Comecemos pela exposição no Fórum da Maia. Qualquer visitante que entrou nesta bienal ao longo destes meses tinha pela frente um percurso polimórfico, que podia assumir muitas formas. Que percurso foi este?

Na bienal anterior, estruturámos o percurso por vários temas, como identidade ou ambiente, por exemplo. Nesta edição, o espaço expositivo em si impôs-se como elemento central. Distribuir e espacializar as obras já é um desafio por si só. Além disso, há um detalhe importante: existem duas entradas. Isso significa que automaticamente teremos dois percursos diferentes. À primeira vista, isso poderia parecer uma dificuldade, mas pode também ser uma mais-valia. Falando da composição no espaço: uma entrada fica mais próxima do metro aí o visitante era recebido por um bar, uma obra do Renato Ferrão, que é um móvel especial. Sabemos que muitos móveis ao longo do tempo tendem a ser imóveis, mas este móvel mantém a condição de móvel, recusando-se a ficar preso a um canto. Está cheio de garrafas de bebidas alcoólicas mas há também o elemento da água que cai, criando uma espécie fonte, que estabelece um diálogo direto com duas obras de referência. Uma delas é do Marcel Duchamp, que ao pegar num urinol, inverte-o e atribui-lhe o nome de fonte. Outro artista, Bruce Nauman, anos depois, faz um autorretrato libertando da sua boca um jato de água e, num vídeo diz: o verdadeiro artista é uma maravilhosa fonte luminosa. Esta entrada funcionou como uma introdução simbólica: estes artistas são fontes, fontes de várias realidades, e o móvel representa essa ideia de algo que não está preso, que se abre ao espaço. Logo a seguir, tínhamos uma obra da Isabel Carvalho, que convocava a escultora e poetisa Isabel Meyrelles. Isabel Meyrelles ao olhar para desenhos do Cruzeiro Seixas, questionava: “Como serão as costas destes desenhos?” Então, essa primeira entrada não foi só uma porta de entrada, mas um convite à imaginação, que levantava questões e preparava o visitante para o que vinha a seguir.  Ainda nesta entrada, que dá acesso à biblioteca e às galerias, abriu-se um universo poético, também ligado a outras geografias. Este diálogo entre arte visual e literatura foi um eixo constante ao longo da Bienal. Ao longo do percurso, pudemos encontrar obras de jovens artistas e poetas, como o pintor e escritor Rúben Zacarias, além de nomes como Malangatana e Nuno Félix da Costa. Também convidei poetas como a Maria Brás ferreira ou a Andreia C. Faria a escrever e artistas, como o Samuel Silva, cuja obra dialoga com a do poeta Daniel Faria. Mas houve também muitos outros, cujas obras remetiam para uma dimensão mais surrealizante.
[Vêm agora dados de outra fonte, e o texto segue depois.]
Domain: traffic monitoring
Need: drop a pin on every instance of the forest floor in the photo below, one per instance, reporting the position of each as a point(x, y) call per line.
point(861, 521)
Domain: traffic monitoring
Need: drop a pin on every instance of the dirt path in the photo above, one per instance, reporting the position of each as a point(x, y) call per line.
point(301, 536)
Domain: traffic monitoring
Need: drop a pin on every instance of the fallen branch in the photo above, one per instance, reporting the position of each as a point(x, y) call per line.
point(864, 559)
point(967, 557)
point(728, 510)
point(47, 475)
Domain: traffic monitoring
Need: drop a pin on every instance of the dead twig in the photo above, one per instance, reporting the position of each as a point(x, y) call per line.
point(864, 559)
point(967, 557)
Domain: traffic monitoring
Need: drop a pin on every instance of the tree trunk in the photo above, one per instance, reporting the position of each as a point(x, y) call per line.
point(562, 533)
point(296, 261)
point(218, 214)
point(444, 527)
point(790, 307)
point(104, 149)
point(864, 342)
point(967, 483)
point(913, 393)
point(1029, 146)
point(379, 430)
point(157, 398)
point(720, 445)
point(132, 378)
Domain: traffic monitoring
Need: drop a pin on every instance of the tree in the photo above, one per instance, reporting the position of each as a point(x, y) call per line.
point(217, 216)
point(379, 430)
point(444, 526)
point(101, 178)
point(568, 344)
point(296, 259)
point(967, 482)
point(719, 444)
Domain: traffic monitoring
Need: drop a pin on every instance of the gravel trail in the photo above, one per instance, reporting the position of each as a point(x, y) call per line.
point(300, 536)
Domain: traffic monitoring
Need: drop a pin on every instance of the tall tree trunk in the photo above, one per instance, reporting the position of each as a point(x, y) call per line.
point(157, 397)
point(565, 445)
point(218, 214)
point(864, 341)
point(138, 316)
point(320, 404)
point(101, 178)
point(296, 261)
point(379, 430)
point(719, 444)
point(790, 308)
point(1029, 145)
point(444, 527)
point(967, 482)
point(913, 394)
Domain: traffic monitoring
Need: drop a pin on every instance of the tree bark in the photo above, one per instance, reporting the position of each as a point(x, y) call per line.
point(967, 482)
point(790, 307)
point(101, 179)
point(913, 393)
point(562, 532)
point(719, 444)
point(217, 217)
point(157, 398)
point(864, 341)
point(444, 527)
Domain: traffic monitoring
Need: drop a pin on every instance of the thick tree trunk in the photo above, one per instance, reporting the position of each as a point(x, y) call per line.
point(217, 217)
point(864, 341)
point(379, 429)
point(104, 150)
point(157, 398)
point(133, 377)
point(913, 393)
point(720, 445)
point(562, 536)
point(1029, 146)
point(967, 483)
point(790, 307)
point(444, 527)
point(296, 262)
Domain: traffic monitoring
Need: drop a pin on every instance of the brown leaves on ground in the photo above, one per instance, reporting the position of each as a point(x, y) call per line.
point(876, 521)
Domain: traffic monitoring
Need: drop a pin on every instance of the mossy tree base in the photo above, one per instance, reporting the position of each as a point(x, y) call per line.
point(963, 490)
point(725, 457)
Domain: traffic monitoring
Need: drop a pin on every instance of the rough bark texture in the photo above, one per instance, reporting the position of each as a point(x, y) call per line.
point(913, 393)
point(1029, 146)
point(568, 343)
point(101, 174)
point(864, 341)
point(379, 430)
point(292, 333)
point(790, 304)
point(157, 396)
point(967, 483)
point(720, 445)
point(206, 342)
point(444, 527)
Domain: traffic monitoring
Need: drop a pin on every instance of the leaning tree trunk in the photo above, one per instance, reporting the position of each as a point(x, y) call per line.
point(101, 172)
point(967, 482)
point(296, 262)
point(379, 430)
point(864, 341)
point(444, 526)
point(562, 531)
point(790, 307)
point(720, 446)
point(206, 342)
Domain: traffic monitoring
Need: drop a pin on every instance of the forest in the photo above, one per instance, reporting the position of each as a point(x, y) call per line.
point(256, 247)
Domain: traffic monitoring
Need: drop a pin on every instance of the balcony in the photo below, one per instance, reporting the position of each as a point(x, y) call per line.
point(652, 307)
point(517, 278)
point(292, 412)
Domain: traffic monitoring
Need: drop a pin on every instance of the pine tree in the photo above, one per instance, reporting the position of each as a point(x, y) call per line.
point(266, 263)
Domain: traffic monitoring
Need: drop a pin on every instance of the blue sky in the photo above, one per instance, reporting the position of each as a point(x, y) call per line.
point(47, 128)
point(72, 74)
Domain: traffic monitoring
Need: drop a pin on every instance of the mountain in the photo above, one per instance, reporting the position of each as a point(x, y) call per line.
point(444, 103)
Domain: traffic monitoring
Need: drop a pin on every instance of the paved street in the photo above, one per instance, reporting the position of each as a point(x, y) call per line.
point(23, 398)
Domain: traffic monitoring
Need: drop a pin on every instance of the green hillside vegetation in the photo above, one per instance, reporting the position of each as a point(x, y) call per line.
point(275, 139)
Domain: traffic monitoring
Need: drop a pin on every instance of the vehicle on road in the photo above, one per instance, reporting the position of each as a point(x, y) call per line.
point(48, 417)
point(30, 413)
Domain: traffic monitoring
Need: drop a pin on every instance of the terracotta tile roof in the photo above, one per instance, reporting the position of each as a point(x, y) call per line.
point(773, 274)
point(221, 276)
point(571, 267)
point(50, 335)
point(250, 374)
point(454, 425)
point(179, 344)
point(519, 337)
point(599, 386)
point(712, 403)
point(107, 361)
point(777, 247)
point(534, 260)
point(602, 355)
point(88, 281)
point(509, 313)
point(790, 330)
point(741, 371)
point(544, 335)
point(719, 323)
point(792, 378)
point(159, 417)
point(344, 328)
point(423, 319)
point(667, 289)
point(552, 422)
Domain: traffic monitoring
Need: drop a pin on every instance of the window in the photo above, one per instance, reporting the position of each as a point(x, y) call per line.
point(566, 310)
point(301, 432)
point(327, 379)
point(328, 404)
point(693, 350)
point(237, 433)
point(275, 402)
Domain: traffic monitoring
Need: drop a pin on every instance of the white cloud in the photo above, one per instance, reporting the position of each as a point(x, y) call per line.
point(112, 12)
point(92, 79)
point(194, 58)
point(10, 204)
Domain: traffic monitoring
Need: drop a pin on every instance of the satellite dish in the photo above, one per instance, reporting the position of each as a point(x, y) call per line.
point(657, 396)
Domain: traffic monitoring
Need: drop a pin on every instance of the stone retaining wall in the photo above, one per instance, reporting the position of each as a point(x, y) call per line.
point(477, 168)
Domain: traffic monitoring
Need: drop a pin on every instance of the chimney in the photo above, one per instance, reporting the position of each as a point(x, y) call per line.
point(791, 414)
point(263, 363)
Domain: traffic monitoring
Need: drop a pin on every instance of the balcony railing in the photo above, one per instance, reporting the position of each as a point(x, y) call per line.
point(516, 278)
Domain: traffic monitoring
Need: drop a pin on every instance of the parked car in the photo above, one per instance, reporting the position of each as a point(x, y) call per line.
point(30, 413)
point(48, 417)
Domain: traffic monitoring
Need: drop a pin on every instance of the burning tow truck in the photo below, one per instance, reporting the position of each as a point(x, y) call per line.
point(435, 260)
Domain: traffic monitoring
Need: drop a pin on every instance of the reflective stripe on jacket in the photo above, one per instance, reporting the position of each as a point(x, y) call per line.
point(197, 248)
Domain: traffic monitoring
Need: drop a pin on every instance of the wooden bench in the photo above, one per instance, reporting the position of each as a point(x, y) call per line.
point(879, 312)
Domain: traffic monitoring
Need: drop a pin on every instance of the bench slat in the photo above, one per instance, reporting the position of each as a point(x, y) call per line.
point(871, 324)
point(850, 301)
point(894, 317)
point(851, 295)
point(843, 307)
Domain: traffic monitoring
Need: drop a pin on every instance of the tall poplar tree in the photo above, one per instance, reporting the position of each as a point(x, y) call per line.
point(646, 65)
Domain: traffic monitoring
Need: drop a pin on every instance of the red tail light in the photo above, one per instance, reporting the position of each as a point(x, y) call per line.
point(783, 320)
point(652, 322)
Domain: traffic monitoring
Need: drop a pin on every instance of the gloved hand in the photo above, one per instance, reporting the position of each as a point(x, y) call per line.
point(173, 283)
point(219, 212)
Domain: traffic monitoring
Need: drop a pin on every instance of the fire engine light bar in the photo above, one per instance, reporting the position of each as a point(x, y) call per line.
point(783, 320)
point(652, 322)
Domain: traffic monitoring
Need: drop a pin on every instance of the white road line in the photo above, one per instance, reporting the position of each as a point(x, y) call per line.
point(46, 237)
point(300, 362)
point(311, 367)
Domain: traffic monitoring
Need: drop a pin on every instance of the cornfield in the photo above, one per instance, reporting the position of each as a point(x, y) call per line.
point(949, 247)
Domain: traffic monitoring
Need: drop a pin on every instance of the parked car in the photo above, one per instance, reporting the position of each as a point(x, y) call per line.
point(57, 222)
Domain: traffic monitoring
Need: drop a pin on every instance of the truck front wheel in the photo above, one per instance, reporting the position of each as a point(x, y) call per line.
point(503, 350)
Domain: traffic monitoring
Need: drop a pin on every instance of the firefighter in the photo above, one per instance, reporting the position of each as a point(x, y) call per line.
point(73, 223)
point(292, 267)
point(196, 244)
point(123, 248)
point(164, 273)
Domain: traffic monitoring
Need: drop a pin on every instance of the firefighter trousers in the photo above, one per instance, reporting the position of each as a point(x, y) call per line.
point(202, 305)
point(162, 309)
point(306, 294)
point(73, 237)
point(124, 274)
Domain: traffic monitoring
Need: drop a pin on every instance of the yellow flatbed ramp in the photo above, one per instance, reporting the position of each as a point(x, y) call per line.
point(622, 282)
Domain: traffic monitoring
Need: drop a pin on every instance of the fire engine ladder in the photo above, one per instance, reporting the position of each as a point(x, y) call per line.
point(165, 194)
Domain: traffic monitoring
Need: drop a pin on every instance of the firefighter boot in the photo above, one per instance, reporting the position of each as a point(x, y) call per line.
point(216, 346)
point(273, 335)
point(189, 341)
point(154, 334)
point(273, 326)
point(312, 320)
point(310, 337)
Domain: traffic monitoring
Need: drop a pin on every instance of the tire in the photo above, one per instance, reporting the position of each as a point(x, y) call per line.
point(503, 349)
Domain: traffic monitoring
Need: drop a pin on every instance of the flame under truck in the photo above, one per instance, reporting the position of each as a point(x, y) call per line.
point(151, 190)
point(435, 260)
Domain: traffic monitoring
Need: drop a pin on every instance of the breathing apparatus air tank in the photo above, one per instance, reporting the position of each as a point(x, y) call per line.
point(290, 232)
Chegados à sala central, além de Eduardo Batarda, havia também os trabalhos de Ana Manso e André Romão.

Sim. Quando vi uma exposição da Ana Manso num diálogo com o André Romão, percebi que queria que esse diálogo se prolongasse aqui. Gosto muito desses momentos em que um discurso se prolonga no outro, em que uma obra encontra corpo noutra, em que há uma espécie de eco e contaminação mútua. A partir desse encontro, imaginei dois polos: Ana Manso e André Romão de um lado, Eduardo Batarda do outro. E então surgiu a questão: o que colocamos entre eles? No ano passado, concebi uma exposição apresentada na Galeria Graça Brandão, em Lisboa, com três artistas muito distintos – o André Sousa, o Nuno Ramalho e o Sérgio Leitão – mas com várias ligações em comum. Foi, de certa forma, um primeiro ensaio para o que aqui foi apresentado. Foi daí que convoquei então o trabalho de Pedro Moreira, Onree, um conjunto de peças maconde da Reinata Sadimba, Merina Amade e Julia Nacheque, espaço esse ladeado por obras de Rui Castanho, Francisco Vidal e Franciso Trêpa, entre outos que davam continuação ao percurso.

A exposição equilibrava-se entre artistas consagrados com outros em início de carreira. Esse equilíbrio é importante para ti?

É curioso usares a palavra equilíbrio. Interessa-me, acima de tudo, o fulgor das suas obras, e isso não depende da idade nem da fase da carreira. O fulgor é sempre jovem. Quando olho para uma obra do Eduardo Batarda, parece-me sempre nova. Como um poema que se relê e nos surpreende como se fosse a primeira vez. Esse olhar já vem de trás, da minha prática como curador. Quando trabalhei com o Silvestre Pestana percebi que muitos artistas atuais estavam a fazer coisas que ele já fazia há décadas – e ainda assim o seu trabalho permanecia pouco conhecido no meio artístico. A mesma reflexão apliquei ao Álvaro Lapa, que tantas vezes foi visto apenas como pintor. Mas há também a dimensão do Lapa escritor – e essa dimensão está presente na pintura. Poderia dizer o mesmo relativamente ao cinema. Poesia e cinema estão em tudo o que ele fazia. Convidar Eduardo Batarda agora não é diferente disso: é dar continuidade a diálogos que já vêm de trás. Quando no passado convoquei a obra do Manoel de Oliveira não foi por se tratar de um criador consagrado. Ele foi sempre um artista jovem e inovador. Fulgurante até ao fim. Filme após filme, reinventava-se. E é isso que me interessa: artistas cujo trabalho continua a propor caminhos novos, que continuam a surpreender, a expandir possibilidades. Seja o Eduardo Batarda, o Efrain de Almeida, o Nuno Félix da Costa, o Luís Silva Carvalho, o Estevão Mucavele ou o Chissano, todos me devolvem esse fulgor.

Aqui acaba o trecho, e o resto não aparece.